Saddam Hussein’s granddaughter goes through the Iraqi looking glass

The Kremlin’s Western mouthpiece, RT, has just reached peak RT.

The following RT segment is from an interview with Saddam Hussein’s granddaughter Hareer Hussein Kamel regarding her new book on Iraq.

Kamel actually starts well in calling for a greater public recording of Iraqi history. After all, Iraq has a storied and important history. The territory that now makes up Iraq has been home to many powerful civilizations, extraordinary culture, and great and terrible battles. And in the 20th and 21st centuries, Iraq has encapsulated the reverberations among colonialism, monarchy, dictatorship, democracy, and modernity.

But Kamel ruins it with some Orwellian Newspeak. “I decided,” she said, “to tell the story of my family, which people have tried to discredit. The truth is made up of lots of parts.”

No, it really isn’t.
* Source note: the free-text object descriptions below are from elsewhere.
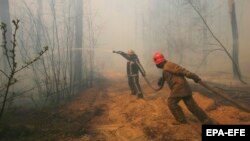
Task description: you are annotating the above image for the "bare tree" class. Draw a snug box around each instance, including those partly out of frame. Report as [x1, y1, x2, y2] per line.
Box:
[188, 0, 246, 84]
[0, 20, 48, 118]
[85, 0, 102, 87]
[0, 0, 12, 71]
[73, 0, 84, 90]
[228, 0, 241, 79]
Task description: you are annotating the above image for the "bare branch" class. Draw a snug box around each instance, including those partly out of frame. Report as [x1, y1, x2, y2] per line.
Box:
[14, 46, 48, 73]
[0, 69, 9, 78]
[196, 49, 224, 72]
[0, 20, 48, 118]
[187, 0, 246, 84]
[0, 22, 12, 70]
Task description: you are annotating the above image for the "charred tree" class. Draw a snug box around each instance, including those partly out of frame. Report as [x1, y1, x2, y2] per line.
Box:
[228, 0, 241, 79]
[188, 0, 246, 84]
[201, 0, 208, 67]
[0, 0, 12, 70]
[73, 0, 84, 90]
[37, 0, 43, 46]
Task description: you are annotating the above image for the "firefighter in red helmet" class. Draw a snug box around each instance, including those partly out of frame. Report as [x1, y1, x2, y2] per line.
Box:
[153, 52, 214, 124]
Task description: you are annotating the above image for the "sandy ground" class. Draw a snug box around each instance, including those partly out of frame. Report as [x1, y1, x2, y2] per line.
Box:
[56, 71, 250, 141]
[1, 71, 250, 141]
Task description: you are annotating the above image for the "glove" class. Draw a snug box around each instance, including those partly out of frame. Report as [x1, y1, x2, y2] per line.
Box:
[142, 72, 146, 77]
[113, 50, 122, 54]
[157, 77, 164, 86]
[192, 75, 201, 83]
The truth of Saddam Hussein’s rule is one of absolute clarity. It is a tale of entire towns gassed to death, of the annihilation of the Marsh Arabs, of the subjugation of Iraq’s Shia population, of cronyism and corruption as institutions of governance, of invasions and wars that cost millions of lives. It’s also a story of kidnapping, torture, murder, and mass graves that make ISIS war crimes look quaint.

Kamel may find some support within the Sunni Arab constituency that still regards Saddam Hussein as a hero. But I suspect there’s a simple explanation for why she’s receiving such publicity. Like the network she’s appearing on, Kamel is a master of delusion. Take her Instagram profile, for example, which offers an odd mix of private jet posing and affectionate photos of her psychotic uncle Uday Hussein. Uday is no longer with us, having been shot quite a few times by various arms of the U.S. Army back in 2003.

Anyway, I look forward to not reading Kamel’s Saddam Hussein fan fiction.